Particle Tracking Of Membrane Vamp2 Within Secretory Cells In The Nanometer Regime

In the past we suggested that a pre-sorted and pre-assembled pool of SV proteins on the presynaptic membrane might support a first wave of clathrin-mediated endocytosis. Recent evidence using IsoSTED nanoscopy of surface vesicular proteins indicates, that such pre-assembled patches exist at the periactive zone in hippocampal boutons. Here we analyzed the diffusion kinetics of the surface-stranded vesicular protein Vamp2 coupled to the photoactivatable proteins Dendra and Eos by 3D particle tracking in combination with photo activation localization microscopy (PALM). The z-position information of the fluorophores was estimated by measuring the widths of the elliptical PSF caused by a cylindrical lens in the detection pathway.

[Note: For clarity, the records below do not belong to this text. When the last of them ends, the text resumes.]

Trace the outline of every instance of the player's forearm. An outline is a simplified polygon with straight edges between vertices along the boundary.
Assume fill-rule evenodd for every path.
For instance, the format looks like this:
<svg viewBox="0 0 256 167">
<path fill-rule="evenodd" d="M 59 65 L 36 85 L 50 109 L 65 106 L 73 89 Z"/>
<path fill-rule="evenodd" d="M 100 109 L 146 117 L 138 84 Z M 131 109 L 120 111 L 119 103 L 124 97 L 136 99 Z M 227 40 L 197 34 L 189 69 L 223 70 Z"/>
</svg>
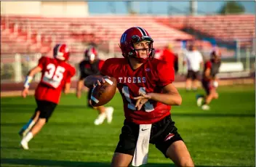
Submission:
<svg viewBox="0 0 256 167">
<path fill-rule="evenodd" d="M 180 105 L 182 102 L 181 96 L 176 93 L 150 93 L 151 99 L 162 102 L 168 105 Z"/>
<path fill-rule="evenodd" d="M 71 89 L 71 84 L 70 83 L 66 83 L 65 85 L 64 93 L 65 94 L 68 94 L 70 89 Z"/>
<path fill-rule="evenodd" d="M 89 76 L 85 78 L 84 84 L 88 88 L 92 87 L 93 84 L 97 81 L 97 80 L 101 78 L 103 78 L 102 76 Z"/>
</svg>

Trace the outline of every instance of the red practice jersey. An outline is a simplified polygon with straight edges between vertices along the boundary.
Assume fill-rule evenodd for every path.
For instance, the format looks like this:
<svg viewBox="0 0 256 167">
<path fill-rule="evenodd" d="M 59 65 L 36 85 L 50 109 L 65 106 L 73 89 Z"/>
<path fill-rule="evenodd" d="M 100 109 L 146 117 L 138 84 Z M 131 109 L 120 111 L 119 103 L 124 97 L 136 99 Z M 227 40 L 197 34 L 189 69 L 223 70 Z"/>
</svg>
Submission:
<svg viewBox="0 0 256 167">
<path fill-rule="evenodd" d="M 70 64 L 54 58 L 42 57 L 39 61 L 41 70 L 41 81 L 35 93 L 36 99 L 58 104 L 61 91 L 75 75 L 76 69 Z"/>
<path fill-rule="evenodd" d="M 163 86 L 175 79 L 173 66 L 162 60 L 153 59 L 133 70 L 125 58 L 108 59 L 100 70 L 102 76 L 115 77 L 122 96 L 125 118 L 137 124 L 157 122 L 170 114 L 171 106 L 148 100 L 140 110 L 135 108 L 133 98 L 141 93 L 161 93 Z"/>
</svg>

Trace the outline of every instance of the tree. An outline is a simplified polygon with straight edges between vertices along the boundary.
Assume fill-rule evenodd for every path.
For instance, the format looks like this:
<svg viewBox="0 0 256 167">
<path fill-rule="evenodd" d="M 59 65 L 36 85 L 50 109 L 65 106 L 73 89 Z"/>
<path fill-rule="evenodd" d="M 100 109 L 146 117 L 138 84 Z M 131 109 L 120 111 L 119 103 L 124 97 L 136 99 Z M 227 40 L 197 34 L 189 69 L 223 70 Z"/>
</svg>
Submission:
<svg viewBox="0 0 256 167">
<path fill-rule="evenodd" d="M 244 7 L 236 1 L 227 1 L 220 9 L 221 15 L 244 13 Z"/>
</svg>

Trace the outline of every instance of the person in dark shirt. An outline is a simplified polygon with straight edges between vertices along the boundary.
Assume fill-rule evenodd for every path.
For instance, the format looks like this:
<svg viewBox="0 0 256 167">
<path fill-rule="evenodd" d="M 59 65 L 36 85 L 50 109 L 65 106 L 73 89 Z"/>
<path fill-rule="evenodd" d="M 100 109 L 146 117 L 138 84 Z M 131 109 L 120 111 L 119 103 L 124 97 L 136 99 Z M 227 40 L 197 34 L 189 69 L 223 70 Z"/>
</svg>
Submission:
<svg viewBox="0 0 256 167">
<path fill-rule="evenodd" d="M 80 77 L 77 82 L 76 97 L 81 97 L 81 92 L 83 87 L 84 79 L 91 75 L 99 75 L 100 70 L 104 61 L 98 59 L 97 51 L 95 47 L 90 46 L 84 52 L 84 60 L 79 63 Z M 105 107 L 104 106 L 92 107 L 91 104 L 91 93 L 92 89 L 89 89 L 87 95 L 88 107 L 93 107 L 99 111 L 99 115 L 95 121 L 95 125 L 102 124 L 105 118 L 108 123 L 112 121 L 113 108 L 112 107 Z"/>
<path fill-rule="evenodd" d="M 209 104 L 212 99 L 217 99 L 219 94 L 217 92 L 218 82 L 216 75 L 219 73 L 221 61 L 221 53 L 216 50 L 211 52 L 211 59 L 204 63 L 201 84 L 206 91 L 206 95 L 197 95 L 197 105 L 201 107 L 204 110 L 209 110 Z M 204 102 L 203 102 L 204 101 Z"/>
</svg>

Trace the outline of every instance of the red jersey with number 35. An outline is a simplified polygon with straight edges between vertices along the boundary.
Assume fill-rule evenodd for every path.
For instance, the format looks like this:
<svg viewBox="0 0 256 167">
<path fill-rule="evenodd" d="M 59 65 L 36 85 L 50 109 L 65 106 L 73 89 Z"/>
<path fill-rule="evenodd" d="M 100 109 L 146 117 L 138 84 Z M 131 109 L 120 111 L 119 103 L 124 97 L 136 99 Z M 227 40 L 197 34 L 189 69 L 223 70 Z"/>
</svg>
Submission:
<svg viewBox="0 0 256 167">
<path fill-rule="evenodd" d="M 122 96 L 125 118 L 137 124 L 158 122 L 170 114 L 171 106 L 154 100 L 148 100 L 137 110 L 133 98 L 141 93 L 162 93 L 162 88 L 175 79 L 173 66 L 164 61 L 153 59 L 132 70 L 128 60 L 111 58 L 105 60 L 100 70 L 102 76 L 115 77 Z"/>
<path fill-rule="evenodd" d="M 61 91 L 66 83 L 71 82 L 76 69 L 64 61 L 46 57 L 41 57 L 38 66 L 42 70 L 41 81 L 36 89 L 36 99 L 58 104 Z"/>
</svg>

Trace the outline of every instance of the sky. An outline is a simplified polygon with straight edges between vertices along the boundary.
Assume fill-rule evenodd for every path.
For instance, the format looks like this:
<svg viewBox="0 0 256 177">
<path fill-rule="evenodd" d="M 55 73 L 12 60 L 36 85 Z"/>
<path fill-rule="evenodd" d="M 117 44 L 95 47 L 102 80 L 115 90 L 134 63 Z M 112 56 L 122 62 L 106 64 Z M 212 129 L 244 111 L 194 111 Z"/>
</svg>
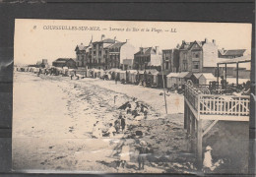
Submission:
<svg viewBox="0 0 256 177">
<path fill-rule="evenodd" d="M 83 30 L 74 28 L 83 28 Z M 171 29 L 176 32 L 171 32 Z M 238 23 L 16 19 L 14 61 L 15 64 L 35 64 L 47 59 L 51 64 L 57 58 L 76 58 L 77 44 L 88 45 L 92 36 L 93 41 L 96 41 L 102 34 L 105 38 L 116 37 L 118 41 L 128 39 L 138 50 L 151 46 L 170 49 L 182 40 L 208 38 L 209 41 L 215 39 L 220 49 L 246 49 L 245 54 L 250 54 L 251 32 L 250 24 Z"/>
</svg>

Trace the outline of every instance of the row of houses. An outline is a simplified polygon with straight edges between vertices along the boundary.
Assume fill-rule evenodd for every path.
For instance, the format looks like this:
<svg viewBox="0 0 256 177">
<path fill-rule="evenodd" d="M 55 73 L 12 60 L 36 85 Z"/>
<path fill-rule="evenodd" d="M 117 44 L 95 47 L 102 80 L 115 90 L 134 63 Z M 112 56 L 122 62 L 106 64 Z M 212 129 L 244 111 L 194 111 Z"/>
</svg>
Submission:
<svg viewBox="0 0 256 177">
<path fill-rule="evenodd" d="M 77 45 L 76 66 L 96 69 L 119 68 L 122 70 L 157 69 L 169 72 L 216 72 L 218 59 L 230 59 L 243 56 L 245 49 L 218 49 L 216 40 L 205 38 L 203 41 L 187 42 L 175 48 L 160 50 L 156 47 L 140 47 L 136 49 L 128 40 L 121 42 L 116 38 L 101 36 L 101 40 L 93 41 L 89 45 Z M 230 68 L 231 73 L 232 68 Z"/>
<path fill-rule="evenodd" d="M 76 58 L 58 58 L 52 62 L 52 66 L 102 71 L 135 70 L 142 73 L 146 70 L 156 70 L 159 75 L 163 77 L 165 83 L 169 83 L 167 76 L 181 76 L 185 72 L 190 74 L 209 73 L 212 75 L 208 75 L 208 77 L 216 77 L 218 62 L 242 57 L 245 49 L 218 49 L 215 39 L 210 41 L 205 38 L 203 41 L 182 40 L 181 45 L 177 44 L 172 49 L 160 50 L 158 46 L 151 46 L 140 47 L 136 50 L 128 40 L 118 41 L 115 37 L 112 39 L 101 35 L 100 40 L 93 41 L 92 37 L 88 45 L 83 43 L 77 45 L 75 52 Z M 250 77 L 248 69 L 239 68 L 239 77 Z M 237 73 L 235 67 L 219 68 L 219 76 L 224 76 L 224 72 L 228 77 L 235 77 Z M 159 85 L 162 87 L 163 82 L 161 81 Z"/>
</svg>

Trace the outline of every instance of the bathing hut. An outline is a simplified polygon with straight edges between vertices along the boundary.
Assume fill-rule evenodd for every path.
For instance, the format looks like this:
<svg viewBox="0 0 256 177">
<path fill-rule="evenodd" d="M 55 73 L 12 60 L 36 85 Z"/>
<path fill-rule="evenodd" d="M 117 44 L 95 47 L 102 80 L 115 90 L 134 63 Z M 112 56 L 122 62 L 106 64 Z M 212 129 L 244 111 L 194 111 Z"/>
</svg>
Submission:
<svg viewBox="0 0 256 177">
<path fill-rule="evenodd" d="M 170 73 L 166 76 L 166 88 L 172 88 L 177 85 L 177 76 L 178 73 Z"/>
</svg>

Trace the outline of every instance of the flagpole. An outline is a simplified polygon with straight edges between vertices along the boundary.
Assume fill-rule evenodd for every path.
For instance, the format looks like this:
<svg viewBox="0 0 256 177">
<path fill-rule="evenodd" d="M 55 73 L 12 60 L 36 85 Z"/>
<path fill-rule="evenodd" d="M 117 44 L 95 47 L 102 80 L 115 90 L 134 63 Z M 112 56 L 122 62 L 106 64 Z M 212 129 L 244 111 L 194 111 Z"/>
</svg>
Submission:
<svg viewBox="0 0 256 177">
<path fill-rule="evenodd" d="M 162 78 L 162 88 L 163 88 L 163 95 L 164 95 L 164 104 L 165 104 L 165 112 L 166 114 L 168 114 L 168 111 L 167 111 L 167 102 L 166 102 L 166 94 L 165 94 L 165 84 L 164 84 L 164 78 L 163 78 L 163 61 L 161 62 L 161 78 Z"/>
</svg>

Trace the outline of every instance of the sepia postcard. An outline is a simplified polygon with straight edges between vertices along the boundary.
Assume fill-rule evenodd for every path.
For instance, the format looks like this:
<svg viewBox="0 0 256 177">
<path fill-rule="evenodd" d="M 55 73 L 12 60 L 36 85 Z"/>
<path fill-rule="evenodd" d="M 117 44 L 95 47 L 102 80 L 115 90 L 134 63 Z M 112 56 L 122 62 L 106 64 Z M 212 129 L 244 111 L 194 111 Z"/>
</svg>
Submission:
<svg viewBox="0 0 256 177">
<path fill-rule="evenodd" d="M 248 173 L 251 32 L 16 19 L 13 170 Z"/>
</svg>

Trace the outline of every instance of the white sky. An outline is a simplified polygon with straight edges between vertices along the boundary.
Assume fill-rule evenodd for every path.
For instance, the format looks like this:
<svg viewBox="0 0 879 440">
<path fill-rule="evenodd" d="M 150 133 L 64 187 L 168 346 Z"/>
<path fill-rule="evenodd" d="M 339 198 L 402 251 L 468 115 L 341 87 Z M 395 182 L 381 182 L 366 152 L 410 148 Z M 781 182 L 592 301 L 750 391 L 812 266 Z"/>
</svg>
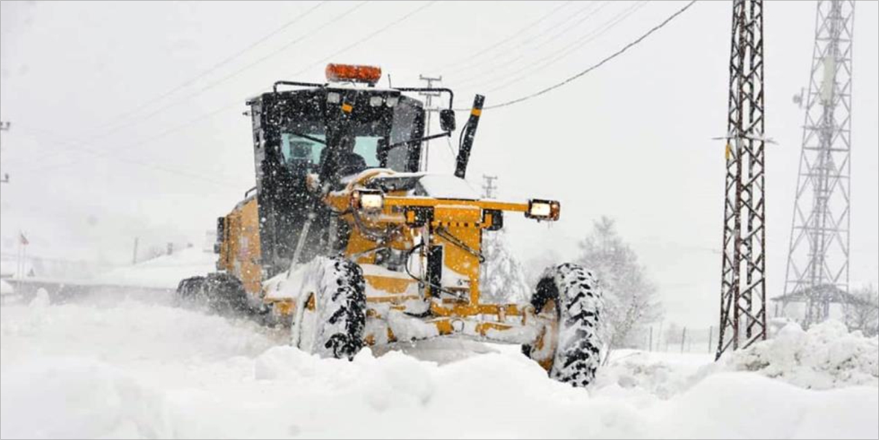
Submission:
<svg viewBox="0 0 879 440">
<path fill-rule="evenodd" d="M 320 82 L 327 62 L 372 63 L 396 85 L 442 75 L 459 106 L 476 92 L 490 105 L 582 70 L 684 3 L 646 4 L 597 33 L 639 4 L 571 3 L 528 27 L 563 3 L 386 2 L 351 11 L 360 4 L 332 2 L 155 100 L 315 4 L 0 4 L 0 116 L 12 122 L 0 162 L 12 180 L 0 186 L 3 252 L 14 253 L 19 230 L 33 254 L 114 263 L 130 258 L 134 236 L 147 245 L 200 243 L 253 186 L 241 113 L 246 97 L 275 80 Z M 778 142 L 766 154 L 770 296 L 784 277 L 803 117 L 791 97 L 808 84 L 815 8 L 765 6 L 766 132 Z M 612 216 L 659 285 L 667 319 L 716 324 L 723 147 L 710 138 L 726 129 L 730 9 L 700 2 L 576 82 L 483 113 L 469 171 L 474 185 L 483 172 L 497 174 L 504 198 L 563 202 L 550 228 L 508 220 L 517 254 L 527 260 L 552 247 L 571 258 L 592 221 Z M 853 284 L 879 283 L 877 12 L 875 2 L 857 3 Z M 432 171 L 451 172 L 445 142 L 432 145 Z"/>
</svg>

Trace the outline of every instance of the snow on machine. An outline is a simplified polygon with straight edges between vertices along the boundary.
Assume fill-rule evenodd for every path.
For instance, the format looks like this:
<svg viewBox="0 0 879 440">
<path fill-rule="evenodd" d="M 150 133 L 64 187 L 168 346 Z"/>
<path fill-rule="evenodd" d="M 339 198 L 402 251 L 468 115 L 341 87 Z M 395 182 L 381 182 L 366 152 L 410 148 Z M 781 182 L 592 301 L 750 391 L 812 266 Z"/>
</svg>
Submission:
<svg viewBox="0 0 879 440">
<path fill-rule="evenodd" d="M 287 326 L 293 345 L 321 356 L 462 337 L 520 344 L 551 378 L 592 381 L 601 290 L 590 272 L 562 264 L 529 303 L 480 301 L 483 231 L 505 213 L 556 221 L 560 209 L 481 200 L 464 180 L 483 97 L 454 174 L 432 174 L 419 172 L 422 146 L 455 129 L 451 90 L 381 88 L 371 66 L 326 73 L 326 84 L 279 81 L 247 101 L 257 185 L 218 219 L 218 271 L 181 281 L 179 297 Z M 447 96 L 442 133 L 425 135 L 424 105 L 404 94 L 417 92 Z"/>
</svg>

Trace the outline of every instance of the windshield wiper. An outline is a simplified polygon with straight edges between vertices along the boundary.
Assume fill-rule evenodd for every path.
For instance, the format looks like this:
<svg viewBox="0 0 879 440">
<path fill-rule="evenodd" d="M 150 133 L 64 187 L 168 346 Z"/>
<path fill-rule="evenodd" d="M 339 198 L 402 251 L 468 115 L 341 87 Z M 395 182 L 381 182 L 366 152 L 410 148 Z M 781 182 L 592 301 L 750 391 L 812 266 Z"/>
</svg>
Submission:
<svg viewBox="0 0 879 440">
<path fill-rule="evenodd" d="M 437 139 L 439 137 L 450 137 L 451 136 L 452 136 L 452 132 L 451 131 L 446 131 L 446 132 L 440 133 L 439 135 L 431 135 L 429 136 L 425 136 L 425 137 L 422 137 L 420 139 L 410 139 L 408 141 L 403 141 L 403 142 L 398 142 L 398 143 L 391 143 L 390 145 L 388 145 L 388 150 L 390 150 L 390 149 L 392 149 L 394 147 L 399 147 L 400 145 L 405 145 L 407 143 L 411 143 L 413 142 L 425 142 L 425 141 L 429 141 L 431 139 Z"/>
<path fill-rule="evenodd" d="M 316 142 L 317 143 L 323 143 L 324 145 L 327 144 L 327 142 L 324 141 L 323 139 L 318 139 L 318 138 L 314 137 L 314 136 L 309 136 L 309 135 L 303 135 L 301 133 L 296 133 L 295 131 L 287 130 L 287 132 L 289 133 L 289 134 L 291 134 L 291 135 L 301 137 L 302 139 L 308 139 L 309 141 Z"/>
</svg>

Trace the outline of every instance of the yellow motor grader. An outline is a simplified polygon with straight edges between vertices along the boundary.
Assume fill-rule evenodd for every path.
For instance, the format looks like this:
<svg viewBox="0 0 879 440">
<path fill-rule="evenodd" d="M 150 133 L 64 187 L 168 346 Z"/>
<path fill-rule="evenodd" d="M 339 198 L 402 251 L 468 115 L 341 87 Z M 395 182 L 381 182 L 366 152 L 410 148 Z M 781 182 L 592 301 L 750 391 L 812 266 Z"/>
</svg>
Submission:
<svg viewBox="0 0 879 440">
<path fill-rule="evenodd" d="M 381 88 L 371 66 L 326 74 L 247 101 L 256 187 L 218 219 L 217 272 L 181 281 L 179 297 L 288 327 L 293 345 L 321 356 L 463 337 L 519 344 L 550 377 L 587 385 L 600 347 L 590 272 L 562 264 L 528 303 L 480 301 L 483 231 L 508 213 L 551 222 L 560 209 L 482 200 L 464 180 L 483 97 L 461 130 L 454 173 L 432 174 L 419 171 L 421 150 L 455 130 L 451 90 Z M 442 133 L 425 133 L 425 106 L 406 95 L 418 92 L 447 96 Z"/>
</svg>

The elliptical PSF is translated into axial positions by a least squares fit of the ellipticity. The axial position estimation can then be enhanced by Gaussian image filtering with a resolution enhancement of at least 30%. With 3D particle tracking in living secretory cells like PC12 or hippocampal boutons nanostructures of faster and slower diffusion or transport of a VAMP2-EOS complex were identified. From 3D particle tracking maps we can show highly heterogeneous diffusion behaviour of Vamp2 within PC12 cells and synapses. This enables us to resolve and characterize areas of endocytosis within living cells.